Work out the length of the missing side.
🔎 Reasoning Tip
Perimeter: The perimeter of a shape is the distance around the edge of the shape.
👀 show answer
Convert each known side to an improper fraction:
- $5\dfrac{1}{9} = \dfrac{46}{9}$
- $8\dfrac{2}{3} = \dfrac{26}{3}$
- $9\dfrac{5}{6} = \dfrac{59}{6}$
- Perimeter $= 35\dfrac{13}{36} = \dfrac{1273}{36}$
Find common denominator $36$:
$\dfrac{46}{9} = \dfrac{184}{36},\;\; \dfrac{26}{3} = \dfrac{312}{36},\;\; \dfrac{59}{6} = \dfrac{354}{36}$
Sum of known sides $= \dfrac{184}{36} + \dfrac{312}{36} + \dfrac{354}{36} = \dfrac{850}{36}$
Missing side $= \dfrac{1273}{36} - \dfrac{850}{36} = \dfrac{423}{36} = \dfrac{141}{12} = 11\dfrac{3}{4}\,\text{m}$
Final Answer: The missing side is $11\dfrac{3}{4}\,\text{m}$.

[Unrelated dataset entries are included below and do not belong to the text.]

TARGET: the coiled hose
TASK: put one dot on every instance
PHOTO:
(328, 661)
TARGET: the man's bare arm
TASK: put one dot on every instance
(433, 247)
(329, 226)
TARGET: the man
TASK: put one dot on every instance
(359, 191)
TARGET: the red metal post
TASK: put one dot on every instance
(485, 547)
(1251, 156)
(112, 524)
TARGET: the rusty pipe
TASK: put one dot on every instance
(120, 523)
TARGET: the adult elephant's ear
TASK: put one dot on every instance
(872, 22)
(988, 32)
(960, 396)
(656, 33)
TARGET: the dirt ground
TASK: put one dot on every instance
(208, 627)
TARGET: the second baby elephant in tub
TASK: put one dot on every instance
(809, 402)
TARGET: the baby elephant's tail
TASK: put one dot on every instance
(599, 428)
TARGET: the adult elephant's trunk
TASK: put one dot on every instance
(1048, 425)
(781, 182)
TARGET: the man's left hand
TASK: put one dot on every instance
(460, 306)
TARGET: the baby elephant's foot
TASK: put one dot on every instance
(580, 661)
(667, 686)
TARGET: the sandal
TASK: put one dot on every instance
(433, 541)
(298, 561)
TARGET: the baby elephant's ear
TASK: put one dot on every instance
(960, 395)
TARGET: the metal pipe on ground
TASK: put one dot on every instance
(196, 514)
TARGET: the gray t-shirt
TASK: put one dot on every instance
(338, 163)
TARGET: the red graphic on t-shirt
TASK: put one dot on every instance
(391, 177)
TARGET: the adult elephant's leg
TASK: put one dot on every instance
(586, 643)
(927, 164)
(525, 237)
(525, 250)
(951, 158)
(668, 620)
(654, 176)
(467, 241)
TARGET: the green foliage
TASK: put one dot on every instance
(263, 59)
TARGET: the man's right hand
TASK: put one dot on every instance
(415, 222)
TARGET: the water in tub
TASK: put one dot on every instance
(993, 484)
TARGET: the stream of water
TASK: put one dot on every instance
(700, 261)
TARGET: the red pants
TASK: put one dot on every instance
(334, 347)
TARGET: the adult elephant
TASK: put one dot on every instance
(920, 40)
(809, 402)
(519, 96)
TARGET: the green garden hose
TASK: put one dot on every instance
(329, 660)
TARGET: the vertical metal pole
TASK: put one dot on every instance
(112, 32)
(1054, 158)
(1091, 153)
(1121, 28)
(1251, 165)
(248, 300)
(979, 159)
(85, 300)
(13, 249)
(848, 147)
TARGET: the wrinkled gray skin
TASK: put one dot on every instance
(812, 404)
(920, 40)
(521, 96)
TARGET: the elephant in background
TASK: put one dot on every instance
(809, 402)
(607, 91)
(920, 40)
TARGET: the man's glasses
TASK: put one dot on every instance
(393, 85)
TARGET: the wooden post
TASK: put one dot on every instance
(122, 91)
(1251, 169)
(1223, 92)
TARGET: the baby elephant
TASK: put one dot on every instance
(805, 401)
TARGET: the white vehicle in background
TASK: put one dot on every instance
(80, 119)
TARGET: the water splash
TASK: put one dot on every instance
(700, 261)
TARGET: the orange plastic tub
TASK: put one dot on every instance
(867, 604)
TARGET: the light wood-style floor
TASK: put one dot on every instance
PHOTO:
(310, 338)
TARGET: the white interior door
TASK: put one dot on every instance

⚠️ Be careful! Adding & subtracting mixed numbers
- Find a common denominator first — never add or subtract denominators.
Wrong: $\tfrac{1}{4}+\tfrac{5}{6}\neq\tfrac{6}{10}$ Correct: $\tfrac{1}{4}+\tfrac{5}{6}=\tfrac{3}{12}+\tfrac{10}{12}=\tfrac{13}{12}$. - Carry from the fractional sum if it’s $\ge 1$.
$2\tfrac{3}{8}+1\tfrac{5}{6}=3+\tfrac{9}{24}+\tfrac{20}{24}=3+\tfrac{29}{24}=4\tfrac{5}{24}$. - For subtraction, regroup (borrow) or use improper fractions when the top fraction is smaller.
$4\tfrac{1}{6}-2\tfrac{5}{6}=\tfrac{25}{6}-\tfrac{17}{6}=\tfrac{8}{6}=\tfrac{4}{3}=1\tfrac{1}{3}$ (don’t leave a negative fractional part). - Simplify at the end: reduce fractions and mixed numbers to simplest form, e.g. $\tfrac{14}{12}=\tfrac{7}{6}=1\tfrac{1}{6}$.
- Estimate with whole parts to sense‑check your result before/after calculation.
- Collecting like terms: only combine the same variable, and add their (mixed‑number) coefficients correctly.
$1\tfrac{3}{4}x+3\tfrac{3}{4}x=5\tfrac{1}{2}x$ (don’t mix $x$ with $y$).